The cluster makes a few structural choices on purpose:

  • Two vSwitches, not one. One private (cluster heartbeat plus VM east-west traffic), one public (inbound). Keeping the latency-sensitive cluster chatter on its own network means a busy public link can't disturb it.
  • Corosync on the private network. Corosync is the cluster's heartbeat — how nodes agree on who's alive. It is sensitive to latency and jitter. Put it on a quiet, dedicated link and a traffic spike on the public side can't trigger false "node down" events (and the fencing dramas that follow).
  • pfSense as the cluster-wide gateway. With one gateway serving VMs on any node, a VM can live on — or migrate to — any host and still reach the world through the same controlled edge, without rewiring its networking.
  • Plan density around the per-node MAC ceiling. The provider caps how many MAC addresses a host may present. On a virtualisation host that ceiling — not CPU or RAM — can be the real limit on how many VMs you can run. Design with the number in mind.

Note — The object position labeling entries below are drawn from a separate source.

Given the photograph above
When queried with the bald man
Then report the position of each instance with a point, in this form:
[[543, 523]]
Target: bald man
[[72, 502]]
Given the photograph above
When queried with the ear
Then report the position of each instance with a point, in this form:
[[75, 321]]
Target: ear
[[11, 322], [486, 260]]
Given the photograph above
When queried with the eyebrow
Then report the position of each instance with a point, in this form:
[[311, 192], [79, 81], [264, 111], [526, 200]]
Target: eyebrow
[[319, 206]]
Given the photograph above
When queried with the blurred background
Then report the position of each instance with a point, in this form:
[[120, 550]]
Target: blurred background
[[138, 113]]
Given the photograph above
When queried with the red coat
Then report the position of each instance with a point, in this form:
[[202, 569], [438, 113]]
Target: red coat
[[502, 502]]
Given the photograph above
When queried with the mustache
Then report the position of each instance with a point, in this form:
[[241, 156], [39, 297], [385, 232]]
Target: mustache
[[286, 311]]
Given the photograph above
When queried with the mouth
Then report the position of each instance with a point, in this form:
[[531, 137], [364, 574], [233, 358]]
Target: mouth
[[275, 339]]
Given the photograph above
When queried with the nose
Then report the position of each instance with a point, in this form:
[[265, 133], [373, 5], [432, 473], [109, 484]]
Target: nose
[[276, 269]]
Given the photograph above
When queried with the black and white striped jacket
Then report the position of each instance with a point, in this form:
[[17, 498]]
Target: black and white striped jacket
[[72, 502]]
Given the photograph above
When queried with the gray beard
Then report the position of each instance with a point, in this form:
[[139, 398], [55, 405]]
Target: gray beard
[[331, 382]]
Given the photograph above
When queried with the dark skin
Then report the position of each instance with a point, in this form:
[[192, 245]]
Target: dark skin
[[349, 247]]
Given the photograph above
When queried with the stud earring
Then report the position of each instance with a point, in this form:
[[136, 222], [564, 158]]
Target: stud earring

And the bigger "why a cluster at all": three nodes give you live migration, a path to high availability, and one management plane across all of them — at the cost of more networking complexity, which is what this book is mostly about taming.

The mindset: separate the traffic that must stay healthy (cluster heartbeat) from the traffic that's noisy and bursty (public/VM). Most cluster instability traces back to those two sharing a path. Decide your real limits (here, MAC count) up front, instead of discovering them when you can't start VM number N.